After that’s accomplished then you can move into a
higher risk-to-reward profile, such as your
underlying mining equities. I have found those to be
actually better risk/reward profiles than futures or
options. This is where timing plays a more important
part, because these markets can be very dull for a
fairly long period of time, as we’ve witnessed
during this long consolidation. And their moves can
be extraordinary to both the up- and the downside.
Many of the juniors that have substantial merit are
still undervalued, relative to where they were a few
years ago when gold was at the $800.00 level.
We have a long way to go to the upside for the
mining equities. But mining equities trade as
stocks. In other words, normally, if the general
stock market is not performing well, most of the
mining stocks won’t either. Of course there are
always exceptions. If a company makes a great
discovery, that stock will take off; or if a company
misstates their financials, their stock will go down
substantially. But generally, the mining equities
pretty much go with the general stock market.
A bit of caution is advised here, because there is a
point—and I believe we’re approaching it rather
soon—where the mining equities in general will go
opposite to the general stock market. So there will
be a day when you’ll see the general stock market
going to the downside and the metal stocks going to
the upside. Again, I think we’re getting close but
think it will actually be taking place in 2010. It
might start before the end of this year; at this
point, it is a difficult call to make, as gold is
moving around the $1,000.00 level again.
It is my belief that most people who are going to
participate in the gold and silver market from the
next leg up to the top are going to do it through
the stock market. Most people are not that
comfortable buying physical gold and silver,
although it’s the easiest investment you can make.
Basically, it’s a phone call . . . send your money
and get your metal. It’s literally that simple. Yet
as simple as that is, many people will not buy the
physical but will jump into the mining shares.

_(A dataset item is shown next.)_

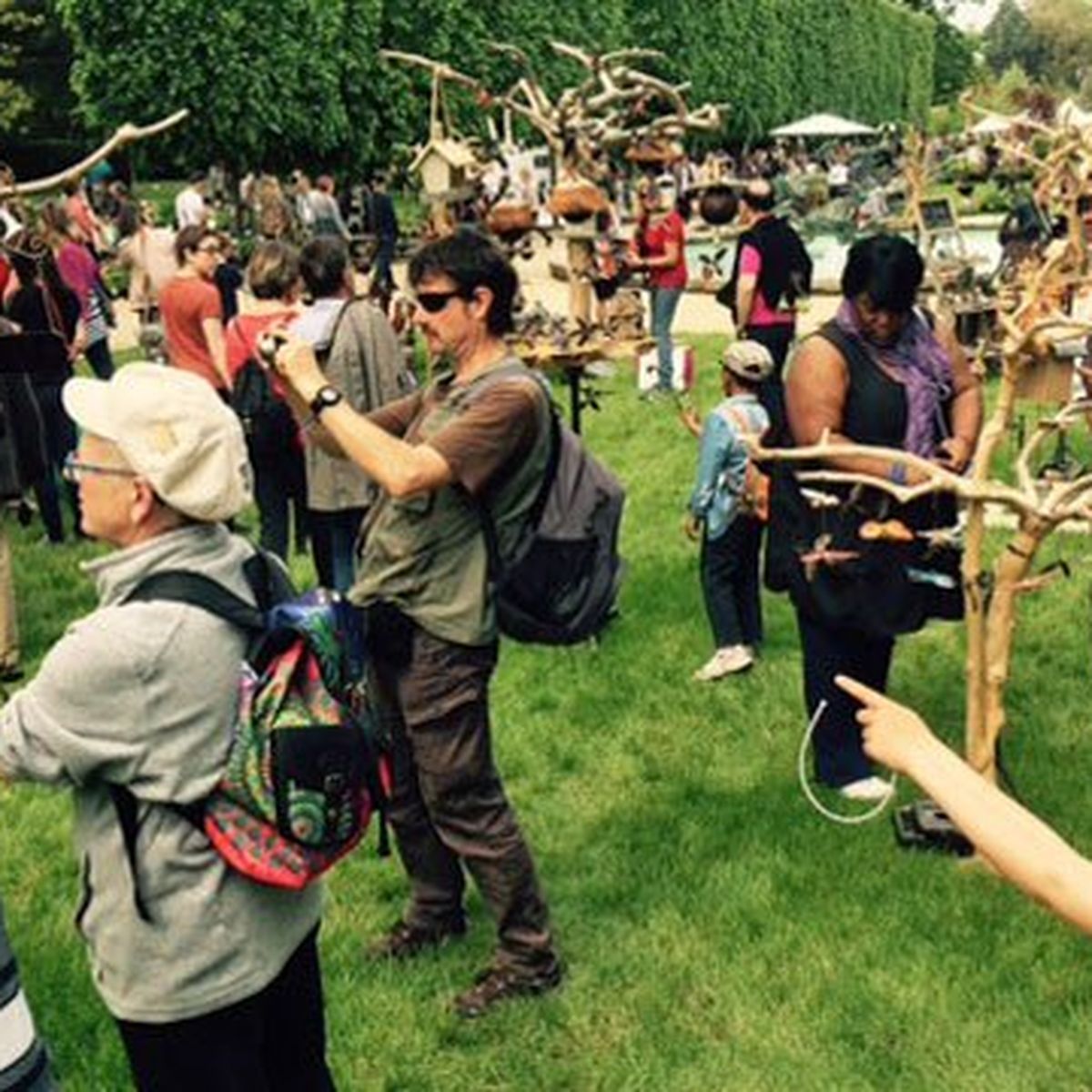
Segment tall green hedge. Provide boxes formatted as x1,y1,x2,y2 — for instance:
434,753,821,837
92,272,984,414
56,0,934,175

Most people have some type of trading platform,
Ameritrade, Scottrade, E*TRADE, you name it. They’ve
got a stock portfolio of some type and it’s very
simple for them to sit there and press a mouse and
buy a stock. That is what is going to take these
mining equities to heights we’ve probably never seen
before. We’ve still got some more work to do, as far
as I’m concerned, going through the general stock
market, the general malaise that is hitting the
American and world economies, and how that’s going
to play out in the short term. I’m rather cautious.
Longer term, again, you’re going to see more and
more interest in anything gold and silver related,
particularly in the stock market.
It is a distinct possibility that buying the
physical metal is going to be tougher and tougher at
some point. We witnessed that last summer for a fair
amount of time, several weeks. The premiums on the
physical metal were extraordinary high, relative to
what they had been in the past. This was because
there was a demand squeeze. In other words, there
was a strong demand and the amount of metal that was
being put into the market was rather low, relative
to the demand. So the premiums went up and up and
up, and again stayed there for several weeks.
The premiums are more reasonable right now. But I
think the summer of 2008 was a precursor to what we
can expect in the future. There could be a time when
some dealers are flat out of silver. It’s just too
hard to get. The dealer might think they have to pay
the wholesaler too big a premium so might not bother
with it. Let us not overstate the situation because
we’re not there, but we did get a hint of it
already.
Most people are probably going to look to the gold
and silver equities. They might think, “Oh, the heck
with it—I don’t want to pay a large premium on a
gold coin or a silver bullion coin when XYZ Mining I
just read about on the Internet is going to go to
the moon. Get me in.” That is going to bring more
and more people into the sector as time moves
forward.
It is an honor to be.
Sincerely,
David Morgan
Mr. Morgan has followed the silver market for more
than thirty years. He wrote the book,
Get the Skinny on Silver Investing. Much of his
Web site,
Silver-Investor.com,
is devoted to education about the precious metals,
it is both a free site and does have a members only
section. To receive full access to
The Morgan Report click the hyperlink.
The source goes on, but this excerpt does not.